- Directed by: Rachid B.
- Written by: Rachid B. Florent Mangeot
- Produced by: Sylvie Randonneix
- Narrated by: Rachid B.
- Cinematography: Arthur Forjonel Rachid B.
- Edited by: Florent Mangeot
- Music by: Fabien Bourdier
- Distributed by: Nord-Ouest Documentaires
- Release date: April 12, 2011 (Visions du réel Film Festival);
- Running time: 42 minutes
- Countries: France Switzerland
- Language: French

= Wild Sky =

Wild Sky (Le Ciel en bataille) is a 2011 French autobiographical documentary film and cinematic essay/poem directed by Rachid B. and co-written by Florent Mangeot.

== Plot ==
At his dying father's bedside; Rachid B. recalls his strongest memories from his childhood in Morocco to recollections of his homosexuality and rejection of Christianity, right up to his recent conversion to Islam.

The film tells the story of his life, which he was never able to share with his father, and has been praised by critics as "a powerful exploration of desire and of ones own identity."

==Release==
In April 2011, the film premiered at the Visions du Réel film festival.

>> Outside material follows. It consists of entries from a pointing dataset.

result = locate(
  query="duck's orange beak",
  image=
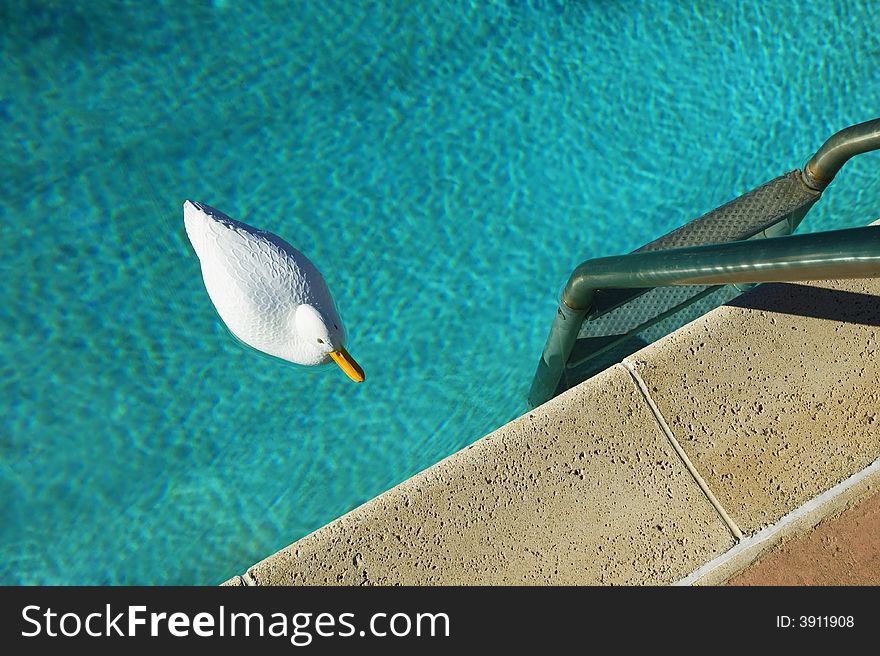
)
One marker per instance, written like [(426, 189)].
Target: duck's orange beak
[(351, 368)]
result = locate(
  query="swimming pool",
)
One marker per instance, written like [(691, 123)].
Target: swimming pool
[(444, 164)]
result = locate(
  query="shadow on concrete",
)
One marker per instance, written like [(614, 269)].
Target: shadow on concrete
[(816, 302)]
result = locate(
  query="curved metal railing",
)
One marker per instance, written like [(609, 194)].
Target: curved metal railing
[(853, 253)]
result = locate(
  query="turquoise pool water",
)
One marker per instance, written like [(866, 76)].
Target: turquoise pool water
[(445, 164)]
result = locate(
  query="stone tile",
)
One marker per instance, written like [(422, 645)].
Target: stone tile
[(774, 397), (843, 550), (583, 490)]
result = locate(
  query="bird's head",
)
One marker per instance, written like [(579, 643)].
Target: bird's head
[(324, 339)]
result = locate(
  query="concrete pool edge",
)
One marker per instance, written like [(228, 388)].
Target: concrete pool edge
[(683, 465)]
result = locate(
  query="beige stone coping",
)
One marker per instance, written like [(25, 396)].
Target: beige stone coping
[(683, 464)]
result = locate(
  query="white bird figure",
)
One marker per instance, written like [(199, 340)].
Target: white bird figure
[(269, 295)]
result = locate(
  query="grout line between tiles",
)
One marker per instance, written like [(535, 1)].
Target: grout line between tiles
[(658, 416)]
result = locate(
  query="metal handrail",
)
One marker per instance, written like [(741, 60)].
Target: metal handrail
[(850, 253)]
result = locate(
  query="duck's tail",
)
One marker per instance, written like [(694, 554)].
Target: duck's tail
[(197, 221)]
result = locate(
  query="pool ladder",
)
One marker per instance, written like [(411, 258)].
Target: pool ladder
[(611, 306)]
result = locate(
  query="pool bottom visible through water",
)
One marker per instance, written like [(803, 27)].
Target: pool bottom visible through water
[(445, 165)]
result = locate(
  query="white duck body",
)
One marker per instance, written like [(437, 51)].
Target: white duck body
[(268, 294)]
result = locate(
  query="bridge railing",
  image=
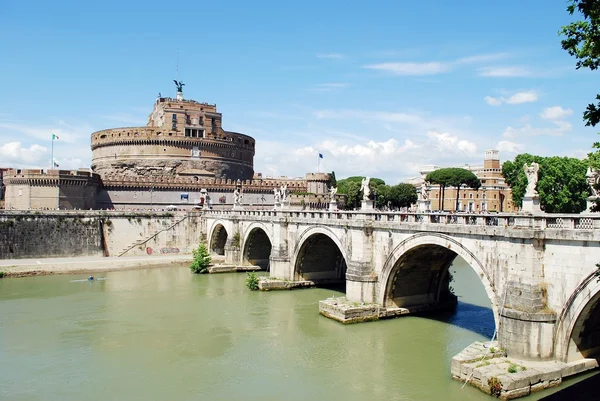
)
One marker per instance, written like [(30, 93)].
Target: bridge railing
[(538, 221)]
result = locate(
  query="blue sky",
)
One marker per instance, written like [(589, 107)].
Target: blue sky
[(380, 89)]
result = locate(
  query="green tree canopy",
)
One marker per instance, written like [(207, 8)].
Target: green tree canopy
[(351, 188), (561, 182), (403, 195), (452, 177), (333, 181), (582, 40)]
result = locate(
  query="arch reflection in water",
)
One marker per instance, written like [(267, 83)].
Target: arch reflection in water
[(257, 249), (321, 261)]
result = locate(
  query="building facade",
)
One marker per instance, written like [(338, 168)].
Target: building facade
[(183, 138), (51, 189), (493, 196)]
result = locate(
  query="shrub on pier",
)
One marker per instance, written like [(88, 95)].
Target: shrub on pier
[(201, 260), (252, 281)]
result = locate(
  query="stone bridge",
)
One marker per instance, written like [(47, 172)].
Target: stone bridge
[(539, 271)]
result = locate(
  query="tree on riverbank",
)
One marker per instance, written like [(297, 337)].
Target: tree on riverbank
[(201, 260), (561, 182), (452, 177), (582, 40)]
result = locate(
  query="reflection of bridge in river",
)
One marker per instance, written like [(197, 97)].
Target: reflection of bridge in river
[(538, 271)]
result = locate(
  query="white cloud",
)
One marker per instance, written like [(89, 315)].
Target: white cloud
[(555, 113), (482, 58), (528, 130), (494, 101), (331, 56), (67, 132), (510, 147), (445, 142), (517, 98), (433, 67), (522, 97), (430, 68), (381, 116), (390, 158), (14, 154), (328, 87), (514, 71)]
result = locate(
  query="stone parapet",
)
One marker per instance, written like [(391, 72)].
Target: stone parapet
[(192, 183)]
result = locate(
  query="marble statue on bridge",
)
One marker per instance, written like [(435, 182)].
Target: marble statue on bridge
[(283, 193), (237, 197), (593, 179), (364, 187), (531, 173), (424, 191), (277, 196), (332, 192)]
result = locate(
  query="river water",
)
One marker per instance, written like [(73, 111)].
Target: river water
[(165, 334)]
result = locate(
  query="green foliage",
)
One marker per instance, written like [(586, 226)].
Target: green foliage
[(452, 177), (561, 182), (495, 386), (403, 195), (351, 188), (395, 196), (201, 260), (252, 281), (582, 40), (236, 240)]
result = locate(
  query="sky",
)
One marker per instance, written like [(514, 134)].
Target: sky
[(381, 89)]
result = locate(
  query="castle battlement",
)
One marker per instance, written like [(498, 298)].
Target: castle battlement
[(182, 138)]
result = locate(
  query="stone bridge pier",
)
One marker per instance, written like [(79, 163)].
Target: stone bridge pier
[(539, 272)]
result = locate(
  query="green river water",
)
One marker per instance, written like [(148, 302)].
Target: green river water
[(165, 334)]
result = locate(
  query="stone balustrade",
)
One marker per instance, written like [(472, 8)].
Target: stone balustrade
[(516, 221)]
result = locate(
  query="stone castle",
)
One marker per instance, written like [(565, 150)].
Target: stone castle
[(180, 159)]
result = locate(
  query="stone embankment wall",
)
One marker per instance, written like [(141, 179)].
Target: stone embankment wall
[(92, 233)]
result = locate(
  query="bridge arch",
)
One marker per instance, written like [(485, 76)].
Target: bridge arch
[(319, 256), (217, 237), (577, 333), (257, 245), (434, 246)]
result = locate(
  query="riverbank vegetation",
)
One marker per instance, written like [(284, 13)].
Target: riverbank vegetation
[(562, 184), (201, 260), (452, 177), (385, 196), (580, 40), (252, 281)]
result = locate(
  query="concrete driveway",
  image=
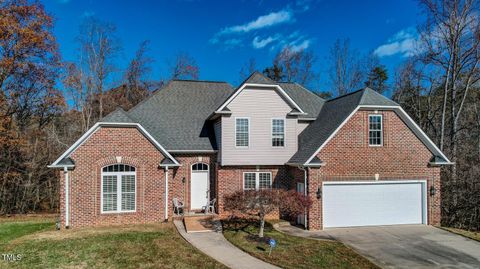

==Awards and recognition==
- Best Documentary Feature and Best Documentary Director, LesGaiCineMad, Madrid International LGTB Film Festival, Spain, 2011.
- Special mention, Salina Doc Fest, Italy, 2011.
- Mention (short film competition), Les Écrans Documentaires, Arcueil, France, 2011.
- Nominated for the Best Doc-LGTIB award, Barcelona International Gay & Lesbian Film Festival, Spain, 2011.
- Clermont-Ferrand International Short Film Festival, National Competition, France, 2012.